ケアプランデータ連携システムは、居宅介護支援事業所と介護サービス事業所の間で毎月やり取りされるケアプランの一部情報(予定・実績)をデータで送受信可能にする。情報の共有にかかる時間が3分の1に軽減、費用面では1事業所1月当たり6万8000円の負担軽減が見込めるという。電子証明書による暗号化、セキュリティー確保のため、システム構築と運営は厚労省の依頼により国民健康保険中央会が行う。

 

 

データの連携は、居宅サービス計画書(第1、2表)、サービス利用票(第6表)、同別票(第7表)を連携可能にする標準的なフォーマットである、「ケアプラン標準仕様」に基づいて行われる。

 

標準仕様に基づいて介護ソフトから出力したCSVファイルを、システムを介してやり取りすることによって、異なるベンダーの介護ソフト間でも連携ができ、転記の手間などを削減できる。月途中で予定を変更した場合はデータを再送する必要がある。この点については「事業所間で取り扱いルールを定める必要がある」(秋山室長補佐)とした。なお現時点では、システム上にデータは蓄積されず、事業所がデータをダウンロードした時点でシステムから削除される設計。

 

介護ソフトの対応状況については、介護ソフトベンダーに確認が必要だが、対応実装済、実装予定のベンダーが約半数であるという。国保中央会の主な説明内容は、利用までの流れとデータ送受信の流れについて。

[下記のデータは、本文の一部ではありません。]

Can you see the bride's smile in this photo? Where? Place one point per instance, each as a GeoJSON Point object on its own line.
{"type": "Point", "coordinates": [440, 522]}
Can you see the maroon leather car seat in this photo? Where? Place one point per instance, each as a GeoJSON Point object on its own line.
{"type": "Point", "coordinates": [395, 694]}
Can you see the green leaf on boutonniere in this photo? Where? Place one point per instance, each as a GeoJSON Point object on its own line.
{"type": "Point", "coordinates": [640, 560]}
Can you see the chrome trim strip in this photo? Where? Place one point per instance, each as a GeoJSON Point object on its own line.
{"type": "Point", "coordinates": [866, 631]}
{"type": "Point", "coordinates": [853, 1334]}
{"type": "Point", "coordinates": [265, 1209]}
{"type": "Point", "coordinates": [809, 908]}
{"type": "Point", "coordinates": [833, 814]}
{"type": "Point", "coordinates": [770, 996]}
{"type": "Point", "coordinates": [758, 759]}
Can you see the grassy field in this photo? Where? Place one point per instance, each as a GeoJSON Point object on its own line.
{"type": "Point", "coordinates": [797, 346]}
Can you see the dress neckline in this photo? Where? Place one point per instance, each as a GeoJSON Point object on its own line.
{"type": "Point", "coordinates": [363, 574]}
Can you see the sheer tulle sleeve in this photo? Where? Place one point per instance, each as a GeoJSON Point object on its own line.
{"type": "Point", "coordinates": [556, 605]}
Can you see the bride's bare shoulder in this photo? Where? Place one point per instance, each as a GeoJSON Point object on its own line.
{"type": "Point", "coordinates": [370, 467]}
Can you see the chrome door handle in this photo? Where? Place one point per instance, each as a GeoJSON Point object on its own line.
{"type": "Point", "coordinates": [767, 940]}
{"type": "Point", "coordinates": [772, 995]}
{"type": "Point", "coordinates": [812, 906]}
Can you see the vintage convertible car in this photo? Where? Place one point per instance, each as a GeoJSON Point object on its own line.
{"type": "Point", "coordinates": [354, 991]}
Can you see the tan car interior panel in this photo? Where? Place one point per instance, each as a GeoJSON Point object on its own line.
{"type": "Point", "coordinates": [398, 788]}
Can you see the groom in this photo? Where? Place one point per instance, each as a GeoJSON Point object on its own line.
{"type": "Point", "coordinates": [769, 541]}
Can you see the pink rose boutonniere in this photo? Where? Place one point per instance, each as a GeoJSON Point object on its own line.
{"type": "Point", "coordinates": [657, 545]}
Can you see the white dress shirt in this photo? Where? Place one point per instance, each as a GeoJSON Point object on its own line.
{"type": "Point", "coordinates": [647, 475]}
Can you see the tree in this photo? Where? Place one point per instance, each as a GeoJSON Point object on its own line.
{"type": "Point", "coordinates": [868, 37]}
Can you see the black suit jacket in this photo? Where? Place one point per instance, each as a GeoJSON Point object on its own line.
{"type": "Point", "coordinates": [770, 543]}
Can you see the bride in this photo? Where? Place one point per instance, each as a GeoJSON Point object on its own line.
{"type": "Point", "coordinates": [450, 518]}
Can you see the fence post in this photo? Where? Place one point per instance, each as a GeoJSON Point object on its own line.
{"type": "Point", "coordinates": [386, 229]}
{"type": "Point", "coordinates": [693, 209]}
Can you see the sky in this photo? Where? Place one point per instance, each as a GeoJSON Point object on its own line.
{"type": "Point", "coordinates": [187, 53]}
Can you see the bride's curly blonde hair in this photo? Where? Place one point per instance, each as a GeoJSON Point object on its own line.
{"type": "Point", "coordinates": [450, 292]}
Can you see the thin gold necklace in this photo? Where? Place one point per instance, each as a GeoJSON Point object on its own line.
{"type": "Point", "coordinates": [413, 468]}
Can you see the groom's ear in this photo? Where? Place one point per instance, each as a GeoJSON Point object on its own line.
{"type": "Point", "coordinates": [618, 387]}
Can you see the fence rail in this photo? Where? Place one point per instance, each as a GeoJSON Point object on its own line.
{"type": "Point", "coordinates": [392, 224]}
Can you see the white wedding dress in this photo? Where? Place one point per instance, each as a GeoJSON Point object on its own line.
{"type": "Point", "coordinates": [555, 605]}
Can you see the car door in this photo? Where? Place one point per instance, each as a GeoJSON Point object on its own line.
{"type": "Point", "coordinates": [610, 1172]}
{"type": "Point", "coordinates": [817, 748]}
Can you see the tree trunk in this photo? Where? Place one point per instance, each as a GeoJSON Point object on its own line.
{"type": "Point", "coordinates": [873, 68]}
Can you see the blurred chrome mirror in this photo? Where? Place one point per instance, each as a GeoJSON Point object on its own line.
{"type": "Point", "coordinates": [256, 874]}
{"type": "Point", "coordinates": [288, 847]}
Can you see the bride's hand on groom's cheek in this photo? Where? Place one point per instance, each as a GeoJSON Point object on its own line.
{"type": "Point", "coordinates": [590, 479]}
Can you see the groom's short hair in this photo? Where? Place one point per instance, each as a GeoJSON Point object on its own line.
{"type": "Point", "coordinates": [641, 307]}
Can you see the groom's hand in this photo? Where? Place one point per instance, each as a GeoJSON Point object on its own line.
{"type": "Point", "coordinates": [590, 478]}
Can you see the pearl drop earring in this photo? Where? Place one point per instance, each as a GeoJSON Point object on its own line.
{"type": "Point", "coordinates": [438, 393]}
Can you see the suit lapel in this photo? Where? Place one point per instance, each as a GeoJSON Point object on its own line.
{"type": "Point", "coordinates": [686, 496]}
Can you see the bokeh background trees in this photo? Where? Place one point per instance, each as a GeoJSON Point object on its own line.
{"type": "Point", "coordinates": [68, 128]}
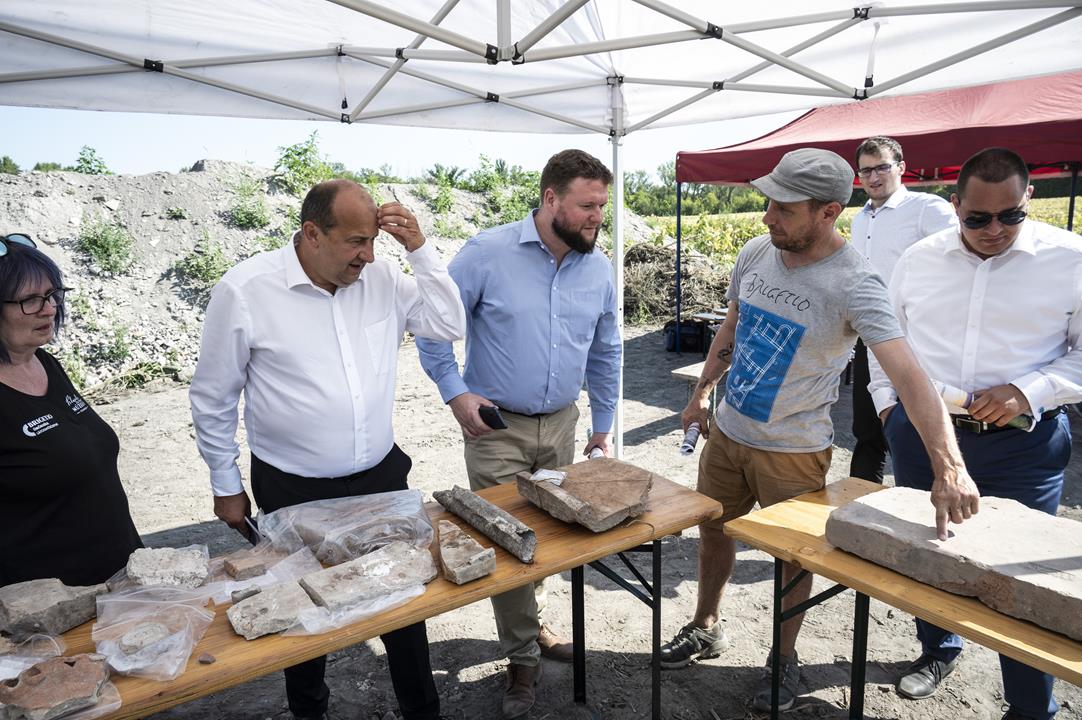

システムは介護事業所に設置される「連携クライアント」と運用センターに設置される「連携基盤」から構成されている。事業所では利用開始前に、ケアプランデータ連携システムのWEBサイトより利用申請した上で、連携クライアントを国保中央会のWEBサイトよりダウンロード、インストールする必要がある。

 

データ送信の際には電子証明書が必要で、既に所有している場合は既存のものが利用できる。システムの利用は有料で、1事業所当たりのライセンス料は年間2万1000円。

 

データの送信(予定)の流れは次の通り。

 

居宅介護支援事業所が

①介護ソフトでケアプランデータ予定ファイルを作成、CSVファイルとして出力

②出力したデータを連携クライアントにアップロード

③連携クライアントが連携基盤にデータを送信

この際、電子証明書が自動で付与される。

 

 

次に介護サービス事業所が

④連携クライアントを操作、最新情報を確認し、データを連携基盤から受信

⑤連携クライアントからファイルをダウンロード

⑥ダウンロードしたファイルを介護ソフトに取り込む。実績データの場合は、介護サービス事業所から居宅介護支援事業所へ同様の手順でファイルが送られる。

 

 

運用開始後のサポート体制については、問い合わせ窓口を設置するほか、Q&Aの公開、操作にかかる詳細なマニュアルの公開を行う。